Itard consegue fazer prevalecer o seu ponto de vista e leva a criança para casa, confiando-a a Mme. Guérin. Como no futuro La chambre verte (que em alguns aspectos tanto herdou de L’enfant sauvage), nessa casa vão viver uma velha, um homem e um miúdo, numa relação donde a afetividade se não exclui mas também não extravasa. As imagens de pai e mãe propostas a Victor, não são imagens de casal, são imagens onde o sexo está ausente (note-se que Truffaut eliminou do texto todas as passagens referentes à educação sexual do miúdo).


A casa é um mundo onde o prazer está excluído, e onde se impõe a norma trabalho. E um mundo onde se recusa sintomaticamente qualquer aprendizagem fundada no prazer ou qualquer prazer da aprendizagem. Quando o miúdo diz, pela primeira vez, uma palavra (“leite”) o médico mostra-se desapontado e tem esse comentário revelador da sua visão do mundo: “Se a palavra tivesse saído da boca de Victor antes da concessão da coisa desejada, então sim: era sinal que compreendera o verdadeiro uso da palavra, que estabelecia um ponto de comunicação conosco (...). Mas em vez disso, só obtive uma expressão, insignificante para ele e inútil para nós, do prazer que experimentou”. Insignificante para o miúdo, inútil para os adultos, o prazer é o oposto da aprendizagem, é o que não interessa.

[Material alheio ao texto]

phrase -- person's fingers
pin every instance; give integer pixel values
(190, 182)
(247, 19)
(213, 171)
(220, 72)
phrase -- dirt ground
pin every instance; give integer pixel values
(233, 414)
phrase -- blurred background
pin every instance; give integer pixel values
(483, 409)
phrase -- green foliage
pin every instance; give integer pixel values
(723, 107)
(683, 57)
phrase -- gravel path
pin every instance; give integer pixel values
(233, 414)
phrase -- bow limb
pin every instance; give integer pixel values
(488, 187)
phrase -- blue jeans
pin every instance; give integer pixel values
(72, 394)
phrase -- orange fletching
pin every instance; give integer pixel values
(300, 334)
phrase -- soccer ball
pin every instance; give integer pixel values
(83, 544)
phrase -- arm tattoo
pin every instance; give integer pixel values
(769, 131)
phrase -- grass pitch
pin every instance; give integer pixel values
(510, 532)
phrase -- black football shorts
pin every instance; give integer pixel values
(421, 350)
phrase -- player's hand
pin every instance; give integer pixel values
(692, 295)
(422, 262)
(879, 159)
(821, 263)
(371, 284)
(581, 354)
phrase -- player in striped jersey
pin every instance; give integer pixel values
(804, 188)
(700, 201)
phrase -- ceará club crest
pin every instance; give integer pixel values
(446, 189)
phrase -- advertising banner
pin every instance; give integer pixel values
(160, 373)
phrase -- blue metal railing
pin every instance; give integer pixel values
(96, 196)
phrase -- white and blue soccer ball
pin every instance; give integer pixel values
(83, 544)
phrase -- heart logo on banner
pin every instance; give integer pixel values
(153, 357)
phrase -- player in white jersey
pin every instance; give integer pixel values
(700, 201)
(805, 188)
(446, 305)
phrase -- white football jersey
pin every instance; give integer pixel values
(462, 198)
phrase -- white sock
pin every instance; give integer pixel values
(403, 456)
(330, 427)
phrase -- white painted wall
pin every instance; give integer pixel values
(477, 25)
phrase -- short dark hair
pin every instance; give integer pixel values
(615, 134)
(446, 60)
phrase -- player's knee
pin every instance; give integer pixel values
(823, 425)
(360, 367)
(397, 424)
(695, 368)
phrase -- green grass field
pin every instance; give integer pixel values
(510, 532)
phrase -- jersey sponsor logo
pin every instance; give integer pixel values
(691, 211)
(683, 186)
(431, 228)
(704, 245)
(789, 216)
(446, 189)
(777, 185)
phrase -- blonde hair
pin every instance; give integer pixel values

Mas neste filme “suspenso”, neste filme “sem fim”, onde tudo existe para encenar um texto, Truffaut não se deteve apenas no que o autor desse texto considerava útil e significativo. E suspendeu o seu olhar entre o que é dado a ler e o que é dado a ver, iluminando a narração com outra ordem e outros apelos. Os sopros de Vivaldi, os espelhos que tanto atraem Victor e o fogo, perante o qual o miúdo pela primeira vez tem medo antes de experimentar (num grande plano belíssimo, com a vela) o seu fascínio, são os sinais doutra irredutibilidade: a que impede a certeza da “elevação do homem selvagem à altura do homem moral” e destaca a terrível frase que escapa a Itard, depois de Victor o morder, a seguir à punição injusta: “À quel point Ia douleur même de sa morsure remplissait mon âme de satisfaction? Pouvais-je me réjouir faiblement?”. Essa “fâible réjouissance” perante a qual o próprio Itard classificou como “quelque chose d’abominable”, ou melhor a associação entre os dois sentimentos, é talvez o cerne desta obra singular.